1.33 Ang Nawawala. A guy in his late teens returns from the USA for the holidays. He refuses to speaks since his twin died in an accident when they were still young. It is a coming-of-age sort of film with terrific performances from Dominic Roco and Annicka Dolonius.
4.50 Kalayaan. A Filipino soldier mans a deserted island in the hotly-contested Spratlys Island in the far south. There is not much dialogue in the film but it is still captivating and beautifully photographed.

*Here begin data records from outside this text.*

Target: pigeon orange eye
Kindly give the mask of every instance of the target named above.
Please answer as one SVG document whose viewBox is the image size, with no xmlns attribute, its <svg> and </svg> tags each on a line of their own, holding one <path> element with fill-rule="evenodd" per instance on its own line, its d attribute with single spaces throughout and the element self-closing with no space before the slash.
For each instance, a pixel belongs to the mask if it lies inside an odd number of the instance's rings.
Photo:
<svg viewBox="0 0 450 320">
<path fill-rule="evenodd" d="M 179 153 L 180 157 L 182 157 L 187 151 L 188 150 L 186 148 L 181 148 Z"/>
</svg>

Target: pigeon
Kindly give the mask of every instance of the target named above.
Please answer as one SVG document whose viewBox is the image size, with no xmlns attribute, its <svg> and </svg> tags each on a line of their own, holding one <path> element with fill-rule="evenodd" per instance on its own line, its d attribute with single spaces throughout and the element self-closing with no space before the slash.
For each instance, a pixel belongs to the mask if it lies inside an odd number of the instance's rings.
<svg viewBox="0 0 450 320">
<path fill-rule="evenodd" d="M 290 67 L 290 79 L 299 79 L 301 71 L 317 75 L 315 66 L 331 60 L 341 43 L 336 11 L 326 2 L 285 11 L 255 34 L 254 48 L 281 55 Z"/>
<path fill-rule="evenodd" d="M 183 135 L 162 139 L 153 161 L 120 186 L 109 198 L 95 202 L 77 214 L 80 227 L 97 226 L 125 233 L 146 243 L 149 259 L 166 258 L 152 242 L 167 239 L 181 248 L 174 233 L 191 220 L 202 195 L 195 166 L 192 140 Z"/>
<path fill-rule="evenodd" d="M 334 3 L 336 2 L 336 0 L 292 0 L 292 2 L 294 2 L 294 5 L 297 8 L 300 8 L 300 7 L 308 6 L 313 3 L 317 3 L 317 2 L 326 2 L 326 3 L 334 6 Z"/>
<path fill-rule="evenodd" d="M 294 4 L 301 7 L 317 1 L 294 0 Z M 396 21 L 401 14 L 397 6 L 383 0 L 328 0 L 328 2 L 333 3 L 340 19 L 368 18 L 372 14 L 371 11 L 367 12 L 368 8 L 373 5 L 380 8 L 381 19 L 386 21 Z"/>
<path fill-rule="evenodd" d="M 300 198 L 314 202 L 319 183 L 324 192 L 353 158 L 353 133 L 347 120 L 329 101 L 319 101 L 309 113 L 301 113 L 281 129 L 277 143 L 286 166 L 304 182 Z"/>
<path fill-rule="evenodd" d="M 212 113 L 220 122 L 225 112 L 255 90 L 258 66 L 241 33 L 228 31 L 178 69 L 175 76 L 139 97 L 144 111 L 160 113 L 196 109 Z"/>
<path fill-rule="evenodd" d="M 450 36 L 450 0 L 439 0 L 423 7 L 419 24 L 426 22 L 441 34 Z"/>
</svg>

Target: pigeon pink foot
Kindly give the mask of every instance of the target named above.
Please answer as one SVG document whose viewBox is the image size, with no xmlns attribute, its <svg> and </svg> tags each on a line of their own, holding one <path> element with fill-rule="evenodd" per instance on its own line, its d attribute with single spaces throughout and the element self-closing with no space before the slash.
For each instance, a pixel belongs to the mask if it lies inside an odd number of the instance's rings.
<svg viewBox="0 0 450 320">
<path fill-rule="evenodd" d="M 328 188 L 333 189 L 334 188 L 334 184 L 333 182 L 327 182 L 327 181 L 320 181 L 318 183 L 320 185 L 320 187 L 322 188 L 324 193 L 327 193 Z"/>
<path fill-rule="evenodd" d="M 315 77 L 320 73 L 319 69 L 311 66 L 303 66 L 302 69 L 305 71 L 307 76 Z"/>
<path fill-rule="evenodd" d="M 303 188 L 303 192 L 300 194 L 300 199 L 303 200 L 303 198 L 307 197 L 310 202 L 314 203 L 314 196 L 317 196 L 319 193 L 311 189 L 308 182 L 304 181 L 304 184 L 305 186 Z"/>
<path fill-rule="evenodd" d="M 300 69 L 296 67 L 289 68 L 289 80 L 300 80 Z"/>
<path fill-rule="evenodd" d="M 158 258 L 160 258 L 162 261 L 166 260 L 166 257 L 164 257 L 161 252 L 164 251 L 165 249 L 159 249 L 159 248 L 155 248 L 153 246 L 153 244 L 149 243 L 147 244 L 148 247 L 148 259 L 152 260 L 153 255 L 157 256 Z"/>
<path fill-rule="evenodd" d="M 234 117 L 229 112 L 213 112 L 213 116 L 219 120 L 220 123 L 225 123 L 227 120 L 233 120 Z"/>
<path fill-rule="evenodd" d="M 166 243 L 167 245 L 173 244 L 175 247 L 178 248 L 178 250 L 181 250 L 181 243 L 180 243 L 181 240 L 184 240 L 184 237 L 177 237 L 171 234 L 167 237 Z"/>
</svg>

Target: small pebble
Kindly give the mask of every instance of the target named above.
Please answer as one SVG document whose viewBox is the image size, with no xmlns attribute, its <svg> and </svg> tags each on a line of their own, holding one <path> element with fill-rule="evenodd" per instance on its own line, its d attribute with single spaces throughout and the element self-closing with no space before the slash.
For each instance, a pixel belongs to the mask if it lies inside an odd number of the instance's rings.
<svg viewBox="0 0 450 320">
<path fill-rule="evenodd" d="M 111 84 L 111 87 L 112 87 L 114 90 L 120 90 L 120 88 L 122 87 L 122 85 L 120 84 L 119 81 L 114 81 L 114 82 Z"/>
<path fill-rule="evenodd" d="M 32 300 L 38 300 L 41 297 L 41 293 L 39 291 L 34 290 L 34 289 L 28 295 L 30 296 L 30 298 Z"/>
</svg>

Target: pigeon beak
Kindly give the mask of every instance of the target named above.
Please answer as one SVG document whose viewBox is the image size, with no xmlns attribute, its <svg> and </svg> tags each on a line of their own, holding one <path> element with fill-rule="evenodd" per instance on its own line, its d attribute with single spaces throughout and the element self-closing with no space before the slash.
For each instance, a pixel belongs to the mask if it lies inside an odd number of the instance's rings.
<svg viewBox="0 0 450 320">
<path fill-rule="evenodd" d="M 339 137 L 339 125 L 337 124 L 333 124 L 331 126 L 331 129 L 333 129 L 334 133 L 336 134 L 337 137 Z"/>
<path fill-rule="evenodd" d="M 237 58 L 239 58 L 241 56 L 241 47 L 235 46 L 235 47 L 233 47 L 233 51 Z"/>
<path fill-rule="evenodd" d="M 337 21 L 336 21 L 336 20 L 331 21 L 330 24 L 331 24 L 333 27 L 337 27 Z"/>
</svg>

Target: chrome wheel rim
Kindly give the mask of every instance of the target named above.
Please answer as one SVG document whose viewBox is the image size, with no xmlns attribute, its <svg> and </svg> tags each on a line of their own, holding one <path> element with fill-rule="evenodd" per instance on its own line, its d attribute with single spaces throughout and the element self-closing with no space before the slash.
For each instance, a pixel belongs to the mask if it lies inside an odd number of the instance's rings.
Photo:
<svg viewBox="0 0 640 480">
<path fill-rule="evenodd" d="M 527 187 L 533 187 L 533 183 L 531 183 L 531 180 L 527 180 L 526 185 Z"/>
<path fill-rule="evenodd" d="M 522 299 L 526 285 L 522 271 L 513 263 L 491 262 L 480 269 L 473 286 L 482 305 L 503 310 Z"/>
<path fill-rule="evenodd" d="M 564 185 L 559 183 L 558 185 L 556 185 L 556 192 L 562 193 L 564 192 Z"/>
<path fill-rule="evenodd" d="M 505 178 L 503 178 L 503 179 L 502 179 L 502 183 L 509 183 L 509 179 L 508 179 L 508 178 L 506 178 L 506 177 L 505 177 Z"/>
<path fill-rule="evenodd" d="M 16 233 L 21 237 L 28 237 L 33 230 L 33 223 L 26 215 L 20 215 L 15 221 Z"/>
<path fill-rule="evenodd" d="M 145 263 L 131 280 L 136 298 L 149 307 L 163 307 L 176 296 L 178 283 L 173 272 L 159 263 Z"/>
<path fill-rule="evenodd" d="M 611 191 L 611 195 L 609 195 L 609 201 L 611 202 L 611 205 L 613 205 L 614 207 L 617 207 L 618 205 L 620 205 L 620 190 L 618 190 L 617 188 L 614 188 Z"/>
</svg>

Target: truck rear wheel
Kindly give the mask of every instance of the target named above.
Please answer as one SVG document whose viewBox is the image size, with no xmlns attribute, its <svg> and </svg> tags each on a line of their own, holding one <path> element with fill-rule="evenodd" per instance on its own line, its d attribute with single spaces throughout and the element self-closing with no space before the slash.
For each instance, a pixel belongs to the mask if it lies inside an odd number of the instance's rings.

4.50 Sta Niña. A man accidentally uncovers his daughter’s coffin many years after her death and unravels past hurts and broken hearts that has not fully-healed. Watch out for Irma Adlawan where she out-acts Coco Martin, Alessandra de Rossi, and Anita Linda in one terrific sequence.
6.25 Batang Westside. A five-hour epic about a Filipino man shot in the streets of New Jersey and the investigation that follows. Metaphors and symbolisms are everywhere in this film by Lav Diaz. I think Diaz’s Melancholia was a more powerful film than this one. But then that’s just me.
6.25 I Do Bidoo Bidoo. A musical film featuring the songs of the Apo Hiking Society. Entertaining all throughout. You’ll get your money’s worth on one sequence: Ogie Alcasid and Euegene Domingo singing a Di Na Natuto/Kabilugan ng Buwan mashup.
6.25 Mamay Umeng. A story of an old man awaiting death. Beautifully photographed with scenes getting replayed, showing how in the twilight of one’s life it becomes routinary and slowly some of those who come after you forget that you exist.
6.25 Requieme. Loy Arcenas, in his second Cinemalaya entry after last year’s Nino, directs a black comedy about intertwining stories related to deaths. Good performances all-over particularly Anthony Falcon as the cross-dressing lost son of Shamaine Buencamino.
10.0 Rigodon. The best film about adultery in recent years. The long sequences peppered throughout the film is effective in pushing the suspense and dread particularly on the final act. Max Eigenmann is a standout.
11.0 Mater Dolorosa. A stoic Gina Alajar plays the matriarch of a family involved in jueteng and carnapping. Their business is attacked when a rival, the son of the newly-elected mayor, enters the picture. Talented veteran actors Phillip Salvador, Bembol Roco, Anita Linda, and Rosanna Roces play supporting roles.
12.0 Mga Mumunting Lihim. This is not a great film. But since I need to add one more to my list of 12, I chose this. The film might not be great but the acting is – particularly Janice de Belen and Agot Isidro. The performance can be over-the-top at times but it was still a hoot to watch.